I don’t see any problems with that. Remember that the Section 125 plan is separate from the underlying benefit plan, and the 125 serves only as a way to use pre-tax dollars to pay for those benefits. In your example, the medical plan goes into effect after 3 months. That doesn’t mean that all benefits that will be paid for with pre-tax dollars must also become effective on that date. The effective dates of each of the benefits is governed by the provisions in the document for that underlying benefit, not that of the 125 plan.

Guest gdburns
Posted

There are problems that different dates might create.

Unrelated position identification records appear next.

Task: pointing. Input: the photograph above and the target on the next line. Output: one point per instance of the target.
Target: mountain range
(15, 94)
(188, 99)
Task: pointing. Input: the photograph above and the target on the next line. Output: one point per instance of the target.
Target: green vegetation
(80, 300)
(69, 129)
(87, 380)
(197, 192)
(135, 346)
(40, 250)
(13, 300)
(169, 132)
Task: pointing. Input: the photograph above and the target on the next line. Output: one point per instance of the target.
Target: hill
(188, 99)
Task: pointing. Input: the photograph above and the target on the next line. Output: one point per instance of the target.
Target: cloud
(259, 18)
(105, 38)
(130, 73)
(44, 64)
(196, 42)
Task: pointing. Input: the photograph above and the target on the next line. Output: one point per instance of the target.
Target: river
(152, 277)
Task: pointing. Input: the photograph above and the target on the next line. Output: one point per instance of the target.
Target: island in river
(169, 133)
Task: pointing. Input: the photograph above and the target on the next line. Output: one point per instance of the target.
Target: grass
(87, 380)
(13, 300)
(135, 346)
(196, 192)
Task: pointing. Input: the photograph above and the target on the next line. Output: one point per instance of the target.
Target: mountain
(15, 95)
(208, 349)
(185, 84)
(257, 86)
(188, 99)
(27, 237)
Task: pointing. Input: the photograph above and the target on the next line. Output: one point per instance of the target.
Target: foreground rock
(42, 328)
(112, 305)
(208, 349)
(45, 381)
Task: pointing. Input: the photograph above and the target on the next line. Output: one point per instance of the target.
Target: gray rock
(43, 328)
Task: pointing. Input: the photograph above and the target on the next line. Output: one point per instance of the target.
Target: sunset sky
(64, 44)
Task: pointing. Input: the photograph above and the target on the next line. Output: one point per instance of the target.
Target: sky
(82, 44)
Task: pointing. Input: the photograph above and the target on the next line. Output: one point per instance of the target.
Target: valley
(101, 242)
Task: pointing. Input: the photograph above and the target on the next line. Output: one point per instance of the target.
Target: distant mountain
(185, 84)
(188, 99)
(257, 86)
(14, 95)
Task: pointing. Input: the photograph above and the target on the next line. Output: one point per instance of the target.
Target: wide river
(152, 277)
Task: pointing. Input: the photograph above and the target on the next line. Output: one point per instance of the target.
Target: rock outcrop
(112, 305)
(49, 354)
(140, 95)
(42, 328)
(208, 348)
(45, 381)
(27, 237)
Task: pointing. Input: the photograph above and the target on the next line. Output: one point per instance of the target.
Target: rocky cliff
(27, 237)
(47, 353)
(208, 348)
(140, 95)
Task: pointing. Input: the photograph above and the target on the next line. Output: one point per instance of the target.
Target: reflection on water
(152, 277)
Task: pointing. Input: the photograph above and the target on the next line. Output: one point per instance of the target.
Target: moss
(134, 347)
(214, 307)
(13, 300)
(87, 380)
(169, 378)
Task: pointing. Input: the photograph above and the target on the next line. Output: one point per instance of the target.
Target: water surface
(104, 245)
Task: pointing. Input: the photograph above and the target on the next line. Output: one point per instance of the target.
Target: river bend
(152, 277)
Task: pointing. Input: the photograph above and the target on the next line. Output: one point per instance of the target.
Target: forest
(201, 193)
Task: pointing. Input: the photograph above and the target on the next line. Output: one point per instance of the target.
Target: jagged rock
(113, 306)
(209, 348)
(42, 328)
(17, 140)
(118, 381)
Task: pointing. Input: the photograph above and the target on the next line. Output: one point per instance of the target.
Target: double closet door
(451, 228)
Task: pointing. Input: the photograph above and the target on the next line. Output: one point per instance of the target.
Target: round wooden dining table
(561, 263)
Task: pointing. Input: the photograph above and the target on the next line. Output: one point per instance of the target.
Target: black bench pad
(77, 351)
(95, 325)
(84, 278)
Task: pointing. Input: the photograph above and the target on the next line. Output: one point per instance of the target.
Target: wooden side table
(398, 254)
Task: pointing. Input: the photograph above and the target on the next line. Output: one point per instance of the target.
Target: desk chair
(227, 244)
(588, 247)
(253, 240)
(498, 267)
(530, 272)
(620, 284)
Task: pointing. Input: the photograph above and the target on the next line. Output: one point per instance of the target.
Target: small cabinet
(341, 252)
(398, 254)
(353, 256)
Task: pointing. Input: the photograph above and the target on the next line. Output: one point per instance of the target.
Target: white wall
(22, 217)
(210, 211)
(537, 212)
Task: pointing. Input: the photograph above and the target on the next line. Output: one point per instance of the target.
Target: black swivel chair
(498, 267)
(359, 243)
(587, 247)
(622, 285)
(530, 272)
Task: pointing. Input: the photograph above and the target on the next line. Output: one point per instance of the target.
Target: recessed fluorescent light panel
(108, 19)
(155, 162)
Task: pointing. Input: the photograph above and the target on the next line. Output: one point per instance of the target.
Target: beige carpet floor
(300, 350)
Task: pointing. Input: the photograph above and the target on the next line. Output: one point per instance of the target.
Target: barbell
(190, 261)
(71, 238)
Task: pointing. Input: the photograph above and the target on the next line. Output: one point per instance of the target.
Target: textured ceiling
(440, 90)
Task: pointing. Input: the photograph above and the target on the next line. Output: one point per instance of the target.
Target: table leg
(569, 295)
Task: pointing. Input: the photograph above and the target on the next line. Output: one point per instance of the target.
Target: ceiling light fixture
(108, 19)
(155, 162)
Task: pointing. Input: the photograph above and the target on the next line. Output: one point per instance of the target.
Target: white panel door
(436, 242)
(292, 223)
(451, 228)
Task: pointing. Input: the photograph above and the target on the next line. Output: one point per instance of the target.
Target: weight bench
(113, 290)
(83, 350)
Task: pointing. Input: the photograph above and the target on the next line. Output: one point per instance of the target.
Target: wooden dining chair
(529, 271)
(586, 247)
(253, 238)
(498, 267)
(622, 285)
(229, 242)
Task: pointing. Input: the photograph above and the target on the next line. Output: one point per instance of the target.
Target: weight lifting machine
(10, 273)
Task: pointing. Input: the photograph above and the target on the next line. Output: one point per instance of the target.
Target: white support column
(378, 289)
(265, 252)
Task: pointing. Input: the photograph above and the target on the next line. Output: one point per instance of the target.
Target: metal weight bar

If the employee signs a Salary Reduction Agreement that only covers the Health Insurance premium, then there will have to be either a second or a new Agreement done when the FSA etc takes effect. Although it could be done on the initial Agreement but with different effective dates.

The problem is getting Benefits and Payroll to properly handle this.

The second problem, is whether or not changing the Salary Reduction Agreement, which means changing an election, is allowed under 1.125-4. What is the eligible or permitted change?

The first year might be okay since this is the first time that the benefits are available, but what happens in the subsequent years? This would not then be the addition of a new benefit or option.